Established in King William’s Town, the sisters quickly expanded their educational ministry and also reached out into the deaf community, bringing them the dignity of an education which placed them on an equal level with hearing people.
Sr Tiefenboeck sent her counterparts to assist Fr Louis Mattieu OMI on the farm Oakford, near Durban, in March 1889.
Fr Mattieu had the care of former slaves from Zanzibar and the farm had become a major mission outreach.
By 1890 the sisters had made great progress in establishing educational facilities for all the people in the district. On request from King William’s Town they voted to establish themselves as a separate Dominican group and the Oakford congregation was born.

The Dominican Sisters processing out of the Oakford Chapel.
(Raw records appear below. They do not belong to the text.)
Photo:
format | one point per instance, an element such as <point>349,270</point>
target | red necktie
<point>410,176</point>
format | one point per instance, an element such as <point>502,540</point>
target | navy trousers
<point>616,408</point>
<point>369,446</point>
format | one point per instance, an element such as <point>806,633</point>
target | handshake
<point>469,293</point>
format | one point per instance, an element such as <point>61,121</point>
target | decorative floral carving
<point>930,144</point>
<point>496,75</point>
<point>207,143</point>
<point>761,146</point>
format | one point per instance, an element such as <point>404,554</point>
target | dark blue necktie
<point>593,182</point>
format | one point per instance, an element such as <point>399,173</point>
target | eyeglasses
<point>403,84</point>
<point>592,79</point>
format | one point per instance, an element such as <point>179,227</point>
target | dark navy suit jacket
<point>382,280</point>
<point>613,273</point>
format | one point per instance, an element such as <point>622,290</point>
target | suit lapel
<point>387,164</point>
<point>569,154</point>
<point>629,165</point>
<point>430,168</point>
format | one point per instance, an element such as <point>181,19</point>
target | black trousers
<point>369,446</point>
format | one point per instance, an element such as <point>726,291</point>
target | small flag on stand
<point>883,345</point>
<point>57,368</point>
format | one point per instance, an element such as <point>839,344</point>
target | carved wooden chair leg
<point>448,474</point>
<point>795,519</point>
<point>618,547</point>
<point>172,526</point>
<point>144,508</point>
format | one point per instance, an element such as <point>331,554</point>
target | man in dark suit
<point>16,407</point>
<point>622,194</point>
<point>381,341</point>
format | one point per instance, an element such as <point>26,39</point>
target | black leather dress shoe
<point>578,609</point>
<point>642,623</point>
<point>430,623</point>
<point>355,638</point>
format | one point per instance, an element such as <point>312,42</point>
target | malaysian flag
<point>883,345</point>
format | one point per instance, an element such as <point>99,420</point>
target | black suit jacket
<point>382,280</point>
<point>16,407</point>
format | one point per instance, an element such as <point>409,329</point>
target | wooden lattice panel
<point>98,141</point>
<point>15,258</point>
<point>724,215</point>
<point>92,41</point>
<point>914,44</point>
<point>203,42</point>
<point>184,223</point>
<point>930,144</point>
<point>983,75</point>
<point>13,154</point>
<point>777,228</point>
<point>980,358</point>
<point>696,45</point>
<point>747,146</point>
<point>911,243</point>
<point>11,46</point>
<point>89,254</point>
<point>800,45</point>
By 1890 a group of the sisters from “King” were also bound northward for the region which would later be called Zimbabwe. They established both hospitals and schools and assisted the Jesuit priests in their mission in the territory, opening their first school for black girls at Chishawasha Jesuit mission in 1898.
Sr Rose Niland, daughter of an Irish refugee, joined King in her 20th year in 1880. She moved from King to Oakford in 1891 and was chosen to make a new foundation of the congregation in Newcastle, KwaZulu-Natal. When the school established there did not do well, Oakford decided to withdraw.
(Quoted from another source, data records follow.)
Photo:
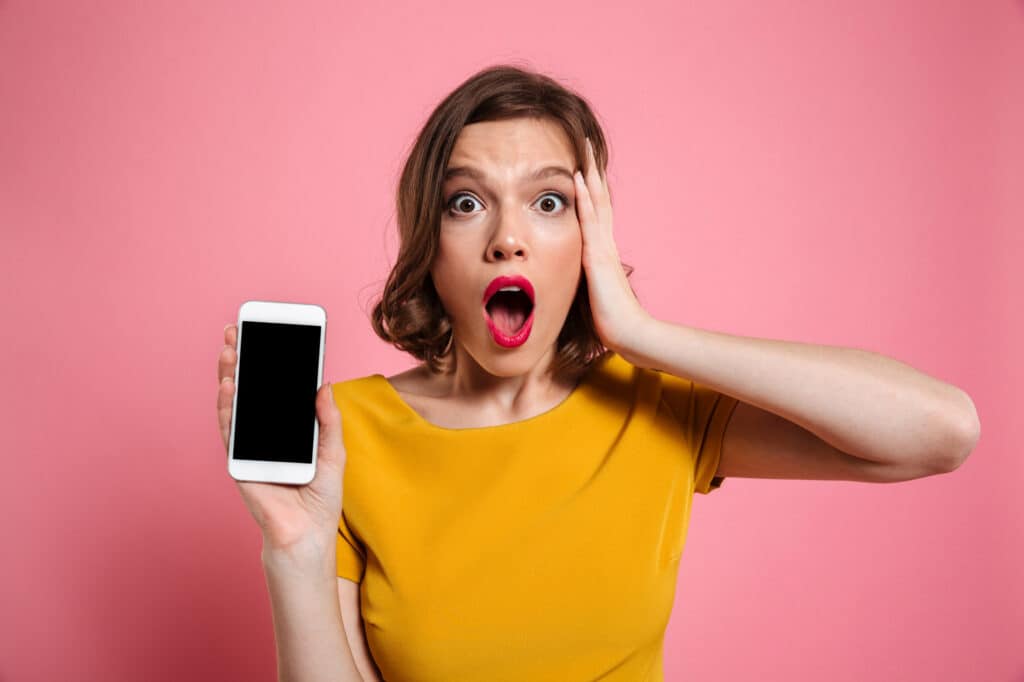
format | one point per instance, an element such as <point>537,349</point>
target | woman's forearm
<point>307,625</point>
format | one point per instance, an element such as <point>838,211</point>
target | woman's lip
<point>509,281</point>
<point>505,340</point>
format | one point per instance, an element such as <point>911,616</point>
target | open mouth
<point>508,311</point>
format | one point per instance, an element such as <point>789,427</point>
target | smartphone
<point>274,429</point>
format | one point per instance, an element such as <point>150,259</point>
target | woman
<point>515,507</point>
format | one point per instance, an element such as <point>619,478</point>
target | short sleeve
<point>351,556</point>
<point>704,415</point>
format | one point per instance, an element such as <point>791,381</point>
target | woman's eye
<point>545,201</point>
<point>460,200</point>
<point>464,203</point>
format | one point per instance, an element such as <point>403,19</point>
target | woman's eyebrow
<point>469,171</point>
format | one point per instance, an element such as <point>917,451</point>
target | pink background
<point>847,174</point>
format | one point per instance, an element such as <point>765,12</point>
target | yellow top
<point>545,549</point>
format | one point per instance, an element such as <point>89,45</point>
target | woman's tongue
<point>507,318</point>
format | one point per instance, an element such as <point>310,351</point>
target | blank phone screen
<point>275,409</point>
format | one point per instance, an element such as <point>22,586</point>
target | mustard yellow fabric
<point>546,549</point>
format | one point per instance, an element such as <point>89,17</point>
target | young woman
<point>515,507</point>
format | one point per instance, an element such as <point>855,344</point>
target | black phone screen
<point>275,403</point>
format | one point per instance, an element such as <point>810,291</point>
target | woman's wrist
<point>309,553</point>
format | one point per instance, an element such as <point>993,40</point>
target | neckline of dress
<point>562,407</point>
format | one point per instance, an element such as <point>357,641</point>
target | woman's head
<point>460,228</point>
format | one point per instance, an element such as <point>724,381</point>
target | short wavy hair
<point>409,313</point>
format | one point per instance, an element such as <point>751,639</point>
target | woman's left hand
<point>616,311</point>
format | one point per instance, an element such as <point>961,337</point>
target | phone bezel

Under the urging of the bishop, who wanted the sisters to stay, an arrangement was made that sisters wishing to return to Oakford could do so. Five, including Sr Rose, chose to stay and become the founding sisters of the Newcastle
Dominican Congregation, inspired by the call to educate.
By the 1920s there were already legal hurdles to prevent whites and others living in proximity. This impacted religious life and the Montebello congregation grew out of Oakford to answer the needs of Zulu women feeling the call to the life of study and witness which marks the Dominican order.
Under the leadership of Sr Euphemia Ruff of Oakford, the Montebello congregation started with three postulants in 1925 and was eventually affiliated to the Dominican order in 1940 as the Montebello
Dominican Congregation. Through the evangelical witness and educational work of the Montebello sisters many women in rural KZN have been empowered.
The Dominican men arrived from England in 1917, becoming established in Springs and then in Stellenbosch.
The Dutch brethren arrived in 1932 to work in the Free State. The brethren concentrated on the education of clergy and adult laity.
They assisted the diocese of Cape Town in the early years, providing seminary education and later responding to the needs of the Southern African Catholic Bishops’ Conference in staffing St Paul’s in Hammanskraal, near Pretoria.
They not only formed indigenous priests, but were also mentors to bishops chosen from those men. It is with particular fondness that the late Dominican Fathers Oswin McGrath and Bernard Connor—the latter a former Southern Cross editor—are remembered by many clergy and bishops.
Present in these spheres of education, Dominicans in South Africa have provided people with hope, empowerment, understanding and dignity. Providing people with an experience of the Kingdom of God, they fulfil their mission to preach and save souls.